MIT’s endowment has shrunk by about 20 percent in the past year, Vice Chancellor Steven R. Lerman ’72 told the Graduate Student Council on Wednesday night. When the endowment shrinks, MIT plans to cut its $1 billion General Institute Budget, spending which doesn’t come from research money.

MIT has mandated that the GIB be $50 million lower in fiscal year 2010, $100 million lower in FY2011, and $150 million lower in FY2012. For the current fiscal year, FY2010, the GIB is $58 million lower.

The first $58 million in savings have come from cuts that could be conceived and implemented within months: for example, the Admissions Office dramatically scaled back its paper mailings, reduced travel, and laid off some staff last year.

But the next $92 million might come from ideas more complicated than “hire fewer people” or “buy less stuff.” The Institute asked its community for ideas that might take a little more lead time to plan, and it got many such ideas online from community members at ideabank.mit.edu. Over the spring and summer, committees met to discuss these ideas and to propose the most viable as part of an “Institute-Wide Planning Task Force” report.

That report, released last week, gives brief summaries of each idea and sometimes lists each idea’s cost savings. (Detailed one-page descriptions were produced for each idea but are not in the report. Lerman said that some of the one-page analyses were very specific, while others were sketchier, and it didn’t make sense to try to compare them to one another.)

The report is now in a “public comment” phase, with suggestions being open to the MIT community, again at ideabank.mit.edu. A final report, to be delivered in two months, will designate each idea as assigned to a particular administrator, who will carry it out; as assigned to a team, who will keep planning the idea; or as not recommended, in which case it will die a quiet death.

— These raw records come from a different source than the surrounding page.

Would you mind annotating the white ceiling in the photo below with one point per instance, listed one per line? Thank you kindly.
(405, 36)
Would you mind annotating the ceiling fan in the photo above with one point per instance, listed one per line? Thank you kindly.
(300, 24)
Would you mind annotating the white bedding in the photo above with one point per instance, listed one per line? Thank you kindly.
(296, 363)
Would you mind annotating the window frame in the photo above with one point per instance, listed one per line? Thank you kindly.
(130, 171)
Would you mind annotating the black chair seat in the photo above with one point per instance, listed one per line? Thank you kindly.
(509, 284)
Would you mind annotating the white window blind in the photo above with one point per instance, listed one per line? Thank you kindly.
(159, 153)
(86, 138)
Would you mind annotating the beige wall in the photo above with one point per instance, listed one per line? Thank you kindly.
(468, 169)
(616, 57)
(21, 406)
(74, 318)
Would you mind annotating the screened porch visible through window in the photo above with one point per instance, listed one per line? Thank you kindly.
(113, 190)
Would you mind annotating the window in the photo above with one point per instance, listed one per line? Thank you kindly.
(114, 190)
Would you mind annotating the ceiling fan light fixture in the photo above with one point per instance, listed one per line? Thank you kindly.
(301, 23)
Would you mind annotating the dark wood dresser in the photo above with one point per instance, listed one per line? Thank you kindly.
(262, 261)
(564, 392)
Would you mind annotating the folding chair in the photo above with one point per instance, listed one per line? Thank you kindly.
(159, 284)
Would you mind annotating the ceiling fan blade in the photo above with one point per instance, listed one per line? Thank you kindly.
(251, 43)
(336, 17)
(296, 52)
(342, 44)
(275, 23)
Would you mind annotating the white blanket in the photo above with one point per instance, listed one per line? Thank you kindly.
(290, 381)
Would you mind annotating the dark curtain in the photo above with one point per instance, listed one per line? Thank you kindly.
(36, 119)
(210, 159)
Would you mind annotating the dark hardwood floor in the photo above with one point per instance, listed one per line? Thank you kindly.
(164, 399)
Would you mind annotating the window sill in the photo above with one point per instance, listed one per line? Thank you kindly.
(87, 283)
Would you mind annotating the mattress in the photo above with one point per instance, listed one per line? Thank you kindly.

For example, the report suggests that overhauling the physical education requirement be assigned to the Dean for Undergraduate Education and carried out. It suggests that new professional education programs be further developed by a team. What about examples of ideas that the report suggests should not happen? Those include “online freshman year” and “New faculty will be offered a very long-term contract instead of lifetime tenure.”